Learn more about the Future of Philanthropy

Giving today

The world has become a more complex place, and donors' changing perceptions of giving reflects that complexity.

  • Donors identify a wide range of social problems as important to solve for the future, prioritizing issues related to health and hunger.
  • However, donors see giving as just one element in solving these large, intractable problems.
  • Three-quarters are only somewhat optimistic that their giving can solve the issues most important to them.
  • This tempered response reflects both their motivations for giving and their perceptions of the intricate framework required for social change.

Trends shaping donor giving

Transparency, technology and evolving attitudes toward wealth are reshaping donors' approaches to giving.

  • Philanthropy has become more results-focused for many donors. Forty-one percent of donors say they have changed their giving due to increased knowledge about nonprofit effectiveness.
  • Twenty-seven percent of donors say their approach to giving has changed due to technological advances that provide convenient tools for researching and funding charitable projects and organizations.
  • A smaller but significant number say their giving has been affected by trends related to charitable planning, such as donating one's wealth to charity rather than passing it down to family, and using giving methods and vehicles to give more to charity.
Millennials and Baby Boomers are two generations transforming philanthropy

Broadened view of changemakers

Donors have an expanded view of which groups will successfully develop solutions for society's challenges — and of who should be responsible for funding them.
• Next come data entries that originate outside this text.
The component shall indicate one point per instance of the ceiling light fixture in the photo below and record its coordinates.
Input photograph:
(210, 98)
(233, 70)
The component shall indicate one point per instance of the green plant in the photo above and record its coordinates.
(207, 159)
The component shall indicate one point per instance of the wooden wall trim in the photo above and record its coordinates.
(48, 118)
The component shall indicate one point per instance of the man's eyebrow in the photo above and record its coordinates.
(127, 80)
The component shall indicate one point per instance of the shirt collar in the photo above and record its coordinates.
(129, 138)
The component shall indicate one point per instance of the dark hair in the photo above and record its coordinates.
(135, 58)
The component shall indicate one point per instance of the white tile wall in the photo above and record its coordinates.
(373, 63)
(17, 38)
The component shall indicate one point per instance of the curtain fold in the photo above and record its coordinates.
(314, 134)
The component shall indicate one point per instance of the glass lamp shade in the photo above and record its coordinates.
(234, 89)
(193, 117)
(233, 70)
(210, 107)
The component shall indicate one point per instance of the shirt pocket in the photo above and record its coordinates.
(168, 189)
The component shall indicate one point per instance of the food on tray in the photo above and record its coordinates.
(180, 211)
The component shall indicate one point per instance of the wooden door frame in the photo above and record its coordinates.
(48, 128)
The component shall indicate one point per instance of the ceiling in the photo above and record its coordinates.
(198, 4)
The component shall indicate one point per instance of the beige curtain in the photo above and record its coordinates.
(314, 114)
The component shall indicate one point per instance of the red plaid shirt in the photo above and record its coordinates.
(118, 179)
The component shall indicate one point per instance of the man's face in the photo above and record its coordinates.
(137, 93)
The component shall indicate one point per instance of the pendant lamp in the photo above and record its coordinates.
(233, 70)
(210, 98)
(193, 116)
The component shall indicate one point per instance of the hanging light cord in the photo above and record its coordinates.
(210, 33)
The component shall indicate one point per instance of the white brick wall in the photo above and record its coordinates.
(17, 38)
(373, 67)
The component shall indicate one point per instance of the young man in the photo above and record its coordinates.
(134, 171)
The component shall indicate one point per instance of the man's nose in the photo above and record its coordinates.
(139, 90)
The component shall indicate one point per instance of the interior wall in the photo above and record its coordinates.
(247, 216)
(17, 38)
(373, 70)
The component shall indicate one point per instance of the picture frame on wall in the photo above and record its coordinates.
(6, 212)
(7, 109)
  • Donors see nonprofits and public-private partnerships as the most likely to develop solutions.
  • In addition, donors believe other specific sectors have a role to play in solving for society’s challenges, including religious institutions, universities, businesses and social enterprises.
  • Donors think the two groups that should do more to fund change are business and individual donors.
The trends shaping donor giving: transparency, technology, and the democratization of philanthropy

Generational differences transforming philanthropy

Generational shifts are driving the transformation of philanthropy, demonstrated by the differences between two major forces in giving, Baby Boomers and Millennials.

  • Millennials' worldview is distinct from that of Baby Boomers. They approach philanthropy with a more global, social and inclusive outlook and express more optimism about philanthropy’s ability to impact the issues most important to them.
  • Millennials are much more likely to have incorporated new philanthropic trends into their giving. Sixty percent have been influenced by two or more trends, compared with 37 percent of Boomers.
  • Millennials are more likely than Baby Boomers to believe almost all sectors have a role to play in solving society’s challenges, a view likely influenced by the interconnected world in which they’ve grown up.
1Giving USA Foundation, "Giving USA 2016: The Annual Report on Philanthropy for the Year 2015," 2016. Researched and written by the Indiana University Lilly Family School of Philanthropy.
2Unless otherwise noted, data in The Future of Philanthropy is based on a survey of donors in the United States who give to charity and itemized charitable giving on their 2015 tax returns.